To find the maximum height reached by the volleyball and define the domain for when it reaches that height, we start with the given equation for height \( h \):

\[ h(t) = -16t^2 + 33t + 6 \]

This is a quadratic equation of the form \( h(t) = at^2 + bt + c \), where \( a = -16 \), \( b = 33 \), and \( c = 6 \).

Step 1: Find the time at which the maximum height occurs.

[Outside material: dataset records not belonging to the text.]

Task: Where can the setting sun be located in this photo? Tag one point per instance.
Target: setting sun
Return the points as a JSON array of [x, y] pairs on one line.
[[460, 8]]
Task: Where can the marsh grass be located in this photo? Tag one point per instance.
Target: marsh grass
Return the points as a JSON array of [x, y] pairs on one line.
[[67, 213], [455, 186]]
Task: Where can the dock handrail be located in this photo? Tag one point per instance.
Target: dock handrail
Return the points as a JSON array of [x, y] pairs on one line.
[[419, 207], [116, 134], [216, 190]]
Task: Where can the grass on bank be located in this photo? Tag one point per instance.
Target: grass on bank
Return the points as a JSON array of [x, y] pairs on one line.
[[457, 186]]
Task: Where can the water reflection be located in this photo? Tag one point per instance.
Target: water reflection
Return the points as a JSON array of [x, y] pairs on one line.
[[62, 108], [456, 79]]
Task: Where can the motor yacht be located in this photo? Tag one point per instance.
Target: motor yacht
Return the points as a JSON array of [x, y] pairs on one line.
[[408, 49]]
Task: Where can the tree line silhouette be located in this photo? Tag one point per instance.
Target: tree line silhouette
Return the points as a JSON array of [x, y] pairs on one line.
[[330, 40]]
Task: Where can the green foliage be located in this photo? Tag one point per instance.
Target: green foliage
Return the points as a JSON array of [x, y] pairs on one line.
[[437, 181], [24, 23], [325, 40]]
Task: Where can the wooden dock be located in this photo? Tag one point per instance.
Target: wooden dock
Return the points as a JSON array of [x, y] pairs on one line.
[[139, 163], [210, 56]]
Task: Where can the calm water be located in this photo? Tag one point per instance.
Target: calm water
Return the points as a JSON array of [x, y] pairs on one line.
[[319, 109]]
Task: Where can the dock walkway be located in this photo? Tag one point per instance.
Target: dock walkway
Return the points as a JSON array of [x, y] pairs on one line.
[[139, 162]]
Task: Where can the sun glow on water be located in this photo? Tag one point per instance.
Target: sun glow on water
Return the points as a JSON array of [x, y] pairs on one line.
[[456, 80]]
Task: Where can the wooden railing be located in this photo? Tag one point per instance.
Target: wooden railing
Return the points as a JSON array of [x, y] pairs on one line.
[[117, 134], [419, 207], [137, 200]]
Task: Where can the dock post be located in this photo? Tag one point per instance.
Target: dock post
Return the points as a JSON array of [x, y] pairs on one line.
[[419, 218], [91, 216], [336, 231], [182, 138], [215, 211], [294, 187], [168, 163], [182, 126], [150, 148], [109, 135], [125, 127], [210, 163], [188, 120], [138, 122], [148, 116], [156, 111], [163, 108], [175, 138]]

The maximum height of a quadratic function occurs at the vertex. The time \( t \) at which the vertex is located can be found using the formula:

\[ t = -\frac{b}{2a} \]

Substituting in the values of \( b \) and \( a \):

\[ t = -\frac{33}{2 \cdot (-16)} = \frac{33}{32} \approx 1.03125 \text{ seconds} \]

Step 2: Calculate the maximum height.

Next, substitute \( t \) back into the height equation to find the maximum height \( h(t) \):

\[ h\left(\frac{33}{32}\right) = -16\left(\frac{33}{32}\right)^2 + 33\left(\frac{33}{32}\right) + 6 \]

Calculating \( \left(\frac{33}{32}\right)^2 \) and substituting:

\[ \left(\frac{33}{32}\right)^2 = \frac{1089}{1024} \] \[ h\left(\frac{33}{32}\right) = -16 \cdot \frac{1089}{1024} + 33 \cdot \frac{33}{32} + 6 \]

Calculating each term:

1. The first term: \[ -16 \cdot \frac{1089}{1024} = -\frac{17424}{1024} = -17.0078125 \]

2. The second term: \[ 33 \cdot \frac{33}{32} = \frac{1089}{32} = 34.03125 \]

3. The third term: \[ 6 = \frac{192}{32} = 6 \]

Now combine these values: \[ h\left(\frac{33}{32}\right) = -17.0078125 + 34.03125 + 6 \]

Calculating this gives: \[ h\left(\frac{33}{32}\right) = 23.0234375 \text{ feet} \approx 23 \text{ feet} \]

Domain of the Ball

To specify the domain of the ball during which it reaches its maximum height, we must also consider when the ball will return to the ground (when \( h(t) = 0 \)).

To find that time, solve for \( t \) in the equation:

\[ -16t^2 + 33t + 6 = 0 \]

Use the quadratic formula: \[ t = \frac{-b \pm \sqrt{b^2 - 4ac}}{2a} \] Substituting in \( a = -16, b = 33, c = 6 \):

\[ t = \frac{-33 \pm \sqrt{33^2 - 4 \cdot (-16) \cdot 6}}{2 \cdot (-16)} \] \[ = \frac{-33 \pm \sqrt{1089 + 384}}{-32} \] \[ = \frac{-33 \pm \sqrt{1473}}{-32} \]

Calculating \( \sqrt{1473} \approx 38.4 \):

\[ t \approx \frac{-33 \pm 38.4}{-32} \]

Calculating the two possible values for \( t \):

1. \( t = \frac{-33 + 38.4}{-32} \)
2. \( t = \frac{-33 - 38.4}{-32} \)

Solving these gives:

1. \( t_1 = \frac{5.4}{-32} \) (ignore because it's negative)
2. \( t_2 = \frac{-71.4}{-32} \approx 2.23 \text{ seconds} \)

Conclusion

The maximum height occurs at approximately \( t = 1.03125 \) seconds, while the ball will hit the ground approximately at \( t = 2.23 \) seconds. Therefore, the domain of the ball is:

\[ [0, 2.23] \text{ seconds} \]

The maximum height of the volleyball is approximately 23.0234375 feet.